The sleeve edge on one shirt I got is tapered so it covers the back of the hand. Not sure if that's available in men's shirts. I got two button up shirts (though one has snaps). My husband has a couple of the long T-shirt style shirts. Costs were quite reasonable, I thought.


----------



## Ware (Jan 28, 2017)

I just ordered a couple of these UPF 50+ Long Sleeve Performance T-Shirts.

And one of these Columbia Freezer Zero II Neck Gaiters. I think these are the same ones LCN wears. I'm not sure how much I'll like something around my neck, but I'm going to give it a shot.

I have a Columbia Bora Bora Hat, but I also ordered one of these EINSKEY Sun Hats to put in the rotation.
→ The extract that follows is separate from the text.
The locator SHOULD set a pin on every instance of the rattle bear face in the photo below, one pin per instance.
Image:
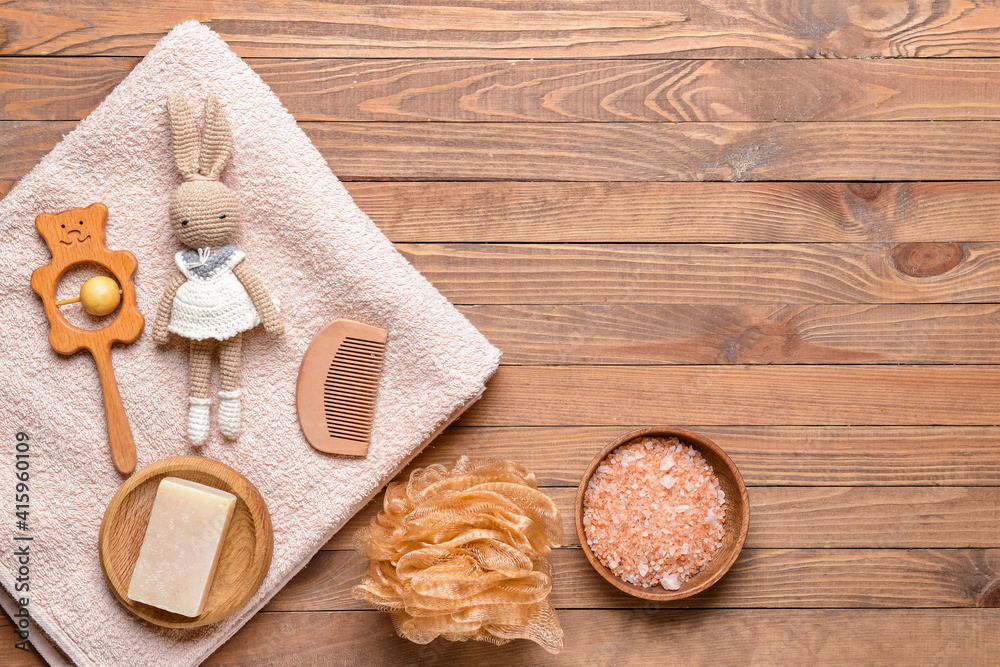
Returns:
(74, 227)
Thanks for the motivation @Virginiagal :thumbup:


----------



## ktgrok (May 25, 2019)

Ugh, I need to do this. I've had two basal cell carcinomas removed (one that I had for nearly a decade and had two other dermatologists tell me it was "nothing" until the third finally listened and biopsied it....I have a big scar that could have been avoided if I'd pushed harder 10 years earlier). But I hate long pants/shirts/etc. I'm most comfortable in linen blend shorts and a tank top. I LIVE in shorts and a tank top. But I'm getting WAY too much sun, especially the back of my neck now that I have a pixie cut. I did get a big wide brimmed straw hat to wear, but I really should at least throw a short sleeved shirt or long sleeved shirt on over my tank top when I'm out there. Sigh.


----------